1968 unterrichtete er einige Zeit in den USA an einem College Latein und Altgriechisch. Während dieser Zeit wurde er fälschlich als KZ-Arzt Dr. Mengele verdächtigt. Doch schnell wurde er rehabilitiert, da sich Bekannte, Freunde und Patienten für ihn einsetzten.

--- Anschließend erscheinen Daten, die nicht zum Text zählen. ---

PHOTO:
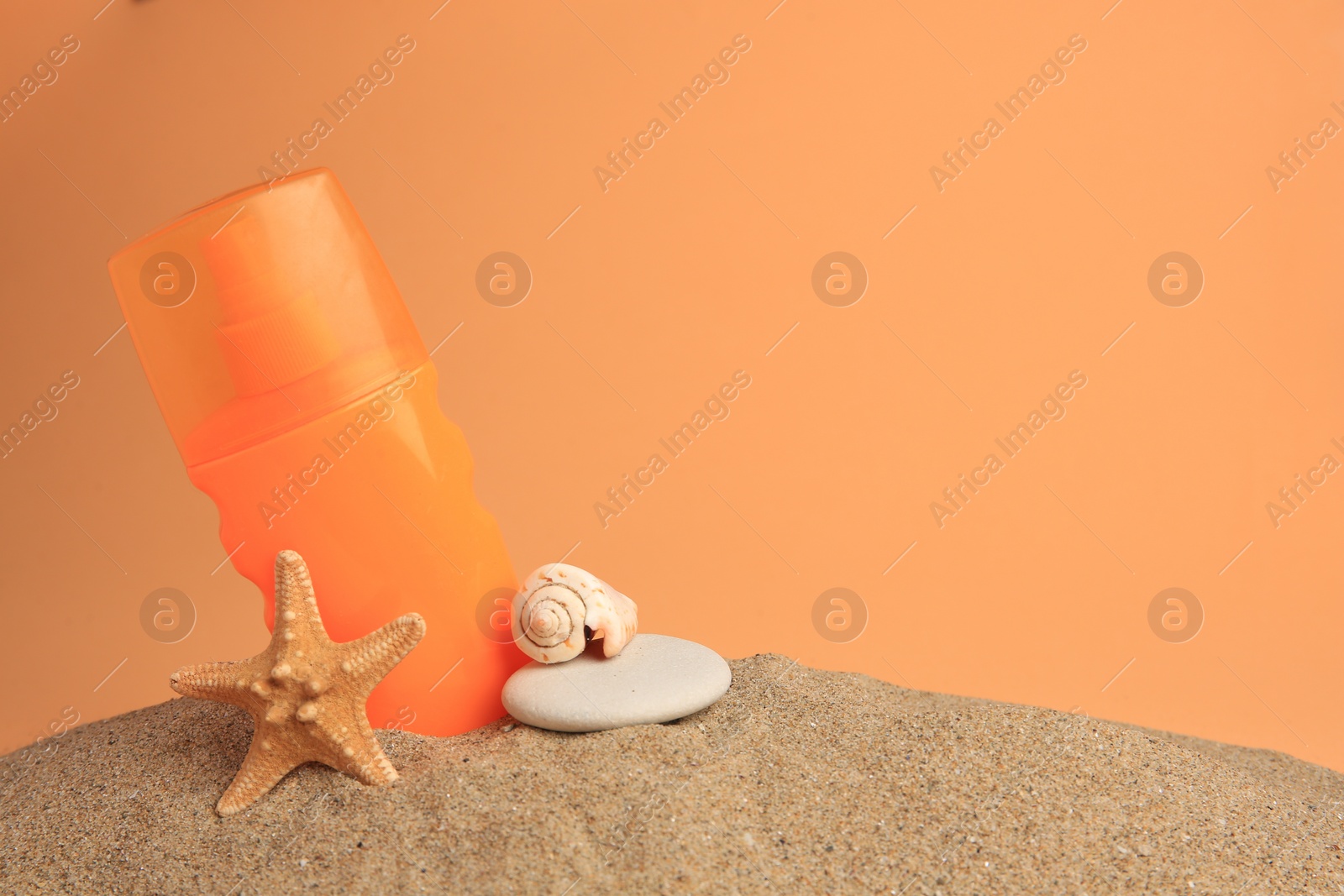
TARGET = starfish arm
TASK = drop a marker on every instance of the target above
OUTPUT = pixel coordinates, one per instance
(296, 602)
(353, 747)
(269, 759)
(221, 681)
(376, 653)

Am 13. April 1972 starb der Autor und Arzt an einem Herzinfarkt. Voraussichtig hatte er seine eigene Todesnachricht in mehrsprachigen illustrierten Anzeigen verfasst. Und wie er es sich gewünscht hatte, erklang an seinem Grab in Dona Emma die h-Moll-Messe von Bach.

 

Lénárd schrieb einige Bücher, die vor den 2000er Jahren auch in Deutschland erschienen: „Ein Tag im unsichtbaren Haus“, „Die Kuh auf dem Bast“, „7 Tage Babylon“. Dazu ein Kochbuch „Die Römische Küche“. „Römische Geschichten“ hat er auf Deutsch und Ungarisch geschrieben. Auch Gedichte sind von ihm erhalten, dazu einige Aufsätze in Zeitungen. Was noch fehlt, sind seine Briefe an seine Söhne auf Deutsch.

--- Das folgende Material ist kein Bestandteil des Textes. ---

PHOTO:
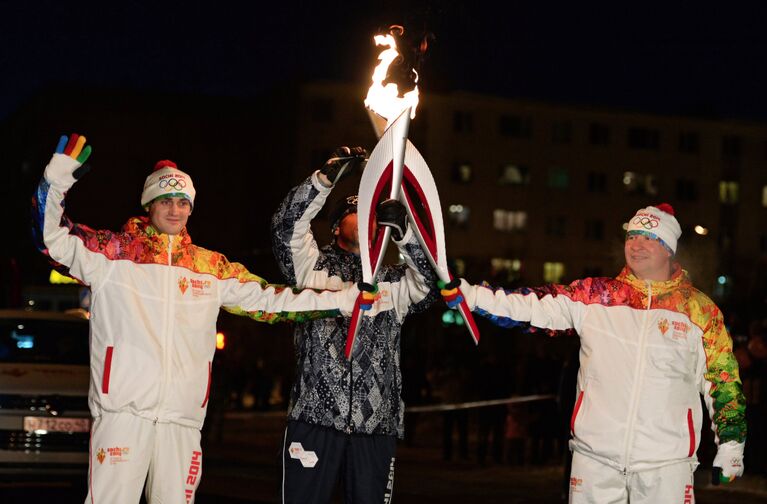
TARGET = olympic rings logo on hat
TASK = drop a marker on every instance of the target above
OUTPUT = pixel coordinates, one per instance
(646, 222)
(172, 184)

Neben eigener Dichtung hat Sándor Lénárd auch einige wichtige Werke übersetzt, so z. B. „Das Halsband der Königin“ (über Marie Antoinette) von Antal Szerb. Darüber kam er mit der Witwe Klára Szerb in Korrespondenz. Sie ermunterte ihn zu weiteren eigenen Büchern, u.a. zu „Römische Geschichten“ und „Ein Tag im unsichtbaren Haus“.

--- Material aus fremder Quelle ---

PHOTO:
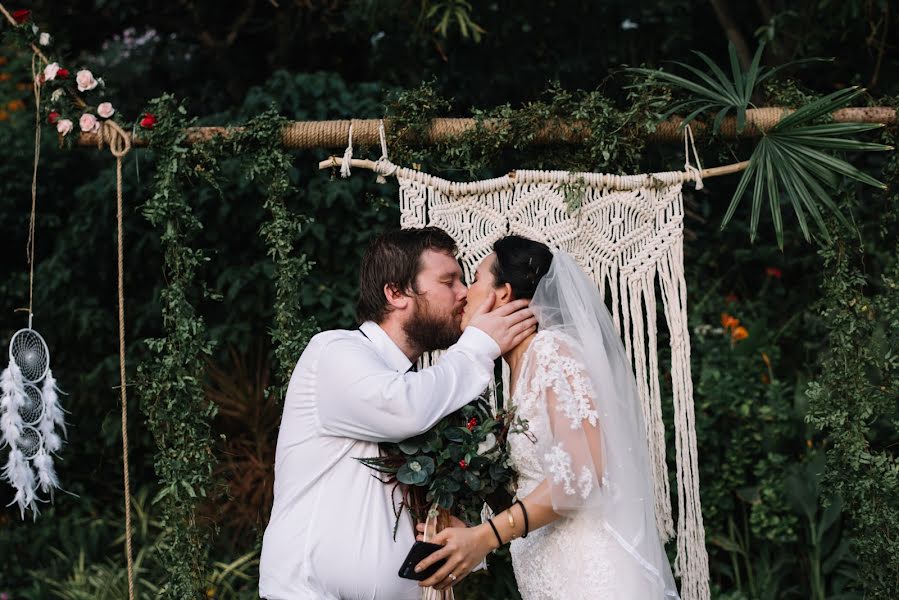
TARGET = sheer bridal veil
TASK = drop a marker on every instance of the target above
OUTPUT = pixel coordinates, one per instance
(602, 444)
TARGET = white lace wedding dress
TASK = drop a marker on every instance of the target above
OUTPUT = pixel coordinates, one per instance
(582, 555)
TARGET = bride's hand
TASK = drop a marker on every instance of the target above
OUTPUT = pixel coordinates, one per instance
(463, 548)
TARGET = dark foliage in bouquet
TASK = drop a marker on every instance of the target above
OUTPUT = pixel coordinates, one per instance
(460, 464)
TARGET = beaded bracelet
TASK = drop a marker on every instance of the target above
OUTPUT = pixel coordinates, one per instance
(495, 532)
(527, 527)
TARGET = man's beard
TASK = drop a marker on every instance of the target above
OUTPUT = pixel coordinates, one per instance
(427, 331)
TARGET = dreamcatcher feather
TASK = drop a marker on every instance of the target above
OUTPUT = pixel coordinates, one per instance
(30, 419)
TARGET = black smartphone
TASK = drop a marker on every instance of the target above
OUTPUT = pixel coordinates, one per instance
(418, 552)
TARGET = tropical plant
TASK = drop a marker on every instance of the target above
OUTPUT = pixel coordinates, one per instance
(790, 159)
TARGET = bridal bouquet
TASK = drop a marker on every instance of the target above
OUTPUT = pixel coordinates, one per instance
(458, 466)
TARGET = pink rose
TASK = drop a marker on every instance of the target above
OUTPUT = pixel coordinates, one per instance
(64, 126)
(50, 71)
(105, 110)
(89, 123)
(85, 80)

In einigen Rezensionen habe ich gelesen, wie gern die Rezensenten noch Weiteres von Lénárd lesen würden. Ich auch! Es wäre sicher eine verlegerische Tat, weitere Bücher von Lénárd, der unbestreitbar ein großes schriftstellerisches Talent besaß und mitreißend und kurzweilig erzählen konnte, zu publizieren – sowohl diejenigen Bände neu aufzulegen – man müsste sie nicht einmal übersetzten – die es hier schon einmal gab, als auch noch im Deutschen unbekannte, aufzuspüren.

Wie György Dalos schreibt, hat der Autor auch in seinem Heimatland Ungarn noch nicht den ihm gebührenden Stellenwert gefunden. Da das Deutsche der ungarischen Literatur oft den Weg ebnet(e), könnte hier einmal mehr eine Vorreiterrolle gespielt werden.

Sein größter Erfolg war aber zweifellos die Übersetzung von A.A. Milnes Kinderbuch „Winne-the-Pooh“ ins Lateinische. 1960 stand das Buch zwanzig Wochen auf der Bestsellerliste der New York Times. Damals wurde halt noch Latein gelernt – auch in Amerika!